Throughout his career Held collaborated on various projects with Lincoln Center for the Performing Arts, Carnegie Hall, Tanglewood, the Spoleto Festivals (Charleston, SC, and Spoleto, Italy), Leonard Bernstein, Stephen Sondheim, Seiji Ozawa, John Williams, Frank Wildhorn, Yo-Yo Ma, Harry Belafonte, Betty Buckley, Elaine Stritch, and the Van Cliburn International Piano Competition. He also produced projects with the New York Philharmonic, Boston Symphony Orchestra, Philadelphia Orchestra, New Jersey Symphony, Princeton University, Princeton Theological Seminary, Gettysburg College, Westminster Choir College, and the American Boychoir School.
In 2009 Held joined the Broadway producing team of the Terrence McNally-Stephen Flaherty-Lynn Ahrens Ragtime. Tony-nominated for Best Musical, the production took home four Tonys (Best Book, Best Score, Best Orchestrations and, for Audra McDonald, Best Featured Actress/Musical).
Other New York theater credits included Into the Woods (1989) and White's Lies (2010).
Beyond the theater, Held's producing work extended to major civic and cultural events, serving clients such as the governors of Pennsylvania, New York, and New Jersey, the Pennsylvania Governor's Arts and Humanities Councils, the Congressional Medal of Honor Society, Citizens for the Arts, the National Trust, and the Boston Symphony Orchestra.
In 2005, Held led the renovation and gala reopening of the Gettysburg's historic Majestic Theater, transforming the 1925 vaudeville house into a state-of-the-art performing arts facility. He also spearheaded the creation and launch of the Gettysburg Festival, a ten-day interdisciplinary arts festival, and founded The Ambassadors Series, an international concert and lecture series at Gettysburg College. In 2007, he produced the Governor's Arts Awards at the Majestic at the invitation of then-Governor Ed Rendell.

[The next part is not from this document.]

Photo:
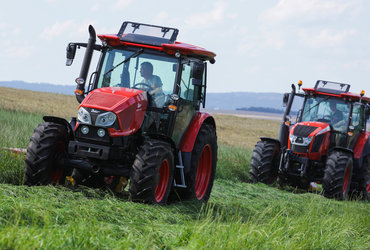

Other projects included a four-CD box set of Sondheim's works for the composer's 80th birthday, and a 15-year archival project with composer Alice Parker, supported by the NEA. He also served on national councils for The John F. Kennedy Center for the Performing Arts, including its 25th Anniversary Celebrations in 1996. From 2005 to 2010, he was instrumental in bringing the Leonard Bernstein Center for Artful Learning from the Grammy Foundation in Los Angeles to Gettysburg College.
Held served as President and CEO of The American Boychoir School and was the founding executive director of the Princeton Center for Arts and Education. He also served as Senior Advisor to the President of Gettysburg College from 1997 to 2009, working with three administrations, and held leadership roles with the Adams County Arts Council, the National Trust for Historic Gettysburg, the Lincoln Bicentennial Commission, and the Nassau Club in Princeton.
He is survived by brother Michael Held of Las Vegas.
Memorial services will be held in both New York City and Gettysburg. In lieu of flowers, donations may be made to the Adams County Arts Council or any organization supporting the arts.